Ketiga, PPDB adalah apa yang mereka pikirkan, bukan apa yang kita harapkan. “Kesan pertama begitu menggoda, selanjutnya, terserah Anda”. Tagline ini tidak tepat buat PPDB sebuah pondok. Kita tidak bisa menukar kualitas proses dan layanan hanya dengan sebuah pencitraan. Oleh karena itu, mereka yang memoles kondisi dan proses pondoknya supaya terlihat seakan-akan asri, teduh, ramah lingkungan, banyak program, kampung santri, atau kampus peradaban tidak bisa terus-menerus bersembunyi di balik topeng. Impresi atau kesan para stakeholder itu terekam sejak pertama kali mereka hadir untuk survey, mendaftar, mengikuti tes masuk, pengumuman, dan melewati proses belajar sampai bertumbuh bersama di asrama. Mereka yang berpura-pura dan bersandiwara pada akhirnya akan lelah dan ditinggalkan. Oleh karena itu, testimoni jujur para stakeholder (orang tua wali santri) adalah konstruksi berbagai kesan atas apa yang mereka dapatkan. Akhirnya, mereka merekonstruksi persepsi baru tentang kita dan itulah the best marketing: word of mouth.

Keempat, PPDB adalah soal rasa bukan sesuatu yang ilmiah semata. “Tak Bisa ke Lain Hati”-nya KLA Project tepat untuk menggambarkan kondisi ini. Kesetiaan dan loyalitas stakeholder itu bukan sesuatu yang ilmiah. Itulah rasa. Proses dan layanan itu langsung ke hati. Bila sudah jatuh hati, maka pondok kita akan menjadi pondok keluarga. Bila satu keluarga ada tiga anak, bisa jadi tiga-tiganya disekolahkan di pondok kita. Anda percaya pada pendekatan yang tidak selalu ilmiah, kan? PPDB juga tidak melulu persoalan ilmiah. Sangat boleh jadi di situ ada intuisi dan puisi. Mereka yang rela menyekolahkan anaknya di sebuah pondok yang terletak di tengah hutan, di daerah yang jauh dari sejuk, yang jalan ke pondoknya lebih mirip jalur offroad daripada sebuah jalan masuk ke sebuah sekolah, atau kebersahajaan kondisi kamar yang kalah nyaman dibandingkan kamar tidurnya di rumah adalah mereka yang telah jatuh hati. Bahkan untuk tahun yang akan datang, adiknya pun sudah didaftarkan di program indent. Masya Allah. Itulah keindahan sebuah rasa. Bila hati orang tua wali santri sudah mampu kita sentuh dan rebut, maka penjelasan ilmiah apa lagi yang mampu kita berikan atas sebuah keputusan indah seperti itu?
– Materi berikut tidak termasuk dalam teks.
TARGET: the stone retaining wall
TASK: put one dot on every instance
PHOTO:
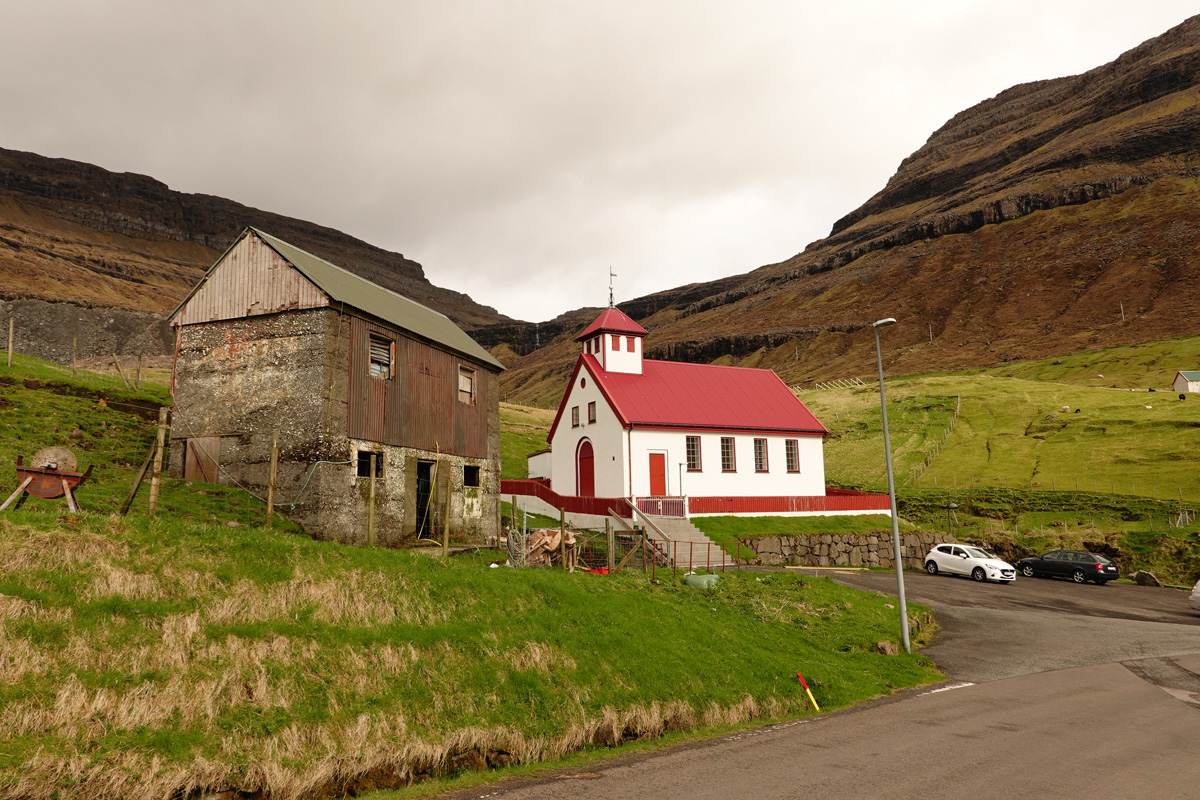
(845, 549)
Kelima, PPDB adalah tentang kejujuran. Anda pernah melihat sebuah flyer atau tayangan iklan satu sekolah dan terpesona dengan kemegahan, kerapihan, dan keasrian gedung, asrama, dan lingkungan sekolah tersebut? Lalu, alangkah terkejutnya para calon orang tua wali santri ketika survey ke sana, ternyata apa yang mereka lihat tidak sesuai dengan apa yang dipromosikan. Termasuk dalam hal ini adalah kurikulum dan program belajar serta ekstrakurikuler yang sekilas sangat wah dan seru, ternyata jauh panggang dari api. Semua hanya untuk kepentingan promosi. Ini bukan sesuatu yang konstruktif untuk sebuah promosi pondok. Prinsipnya adalah kita tingkatkan apa yang menjadi keunggulan dan kita siasati apa yang menjadi keterbatasan. Pasti Anda sependapat, bahwa tidak ada satu pondok pun yang sempurna. Jadi, untuk apa mempromosikan dan menjanjikan sesuatu yang memang tidak bisa dan tidak mungkin Anda penuhi dalam prosesnya? Bukankah itu akan menjadi boomerang dan preseden tidak baik untuk pondok Anda di kemudian hari? Bukankah di ranah ini nama baik dan trust menjadi hal yang sangat penting daripada sekadar prestasi dan reputasi? Jadi, “jujurlah padaku…,” kata Ian Kasela.

Seni Berkomunikasi

      Anda pasti sepakat, PPDB adalah seni berkomunikasi dengan calon stakeholder. Komunikasi efektif dan dialogis seperti apa yang telah Anda lakukan sehingga Anda dapat meraih prestasi PPDB seperti saat ini? Layanan cinta seperti apa yang telah Anda lakukan di pondok sehingga para stakeholder sangat loyal pada pondok Anda? Apa yang telah Anda lakukan sehingga banyak orang tua wali santri jatuh hati pada pondok Anda? Mereka percaya pada janji yang Anda berikan? Mereka percaya anak mereka akan menjadi seperti yang Anda janjikan? Bagaimana cara Anda meyakinkan mereka bahwa anak mereka aman berekspresi, berkreasi, dan punya kesempatan berprestasi maksimal di pondok Anda? Pasti ada sesuatu mengapa pondok Anda sukses luar biasa dan menjadi pilihan utama setiap tahunnya.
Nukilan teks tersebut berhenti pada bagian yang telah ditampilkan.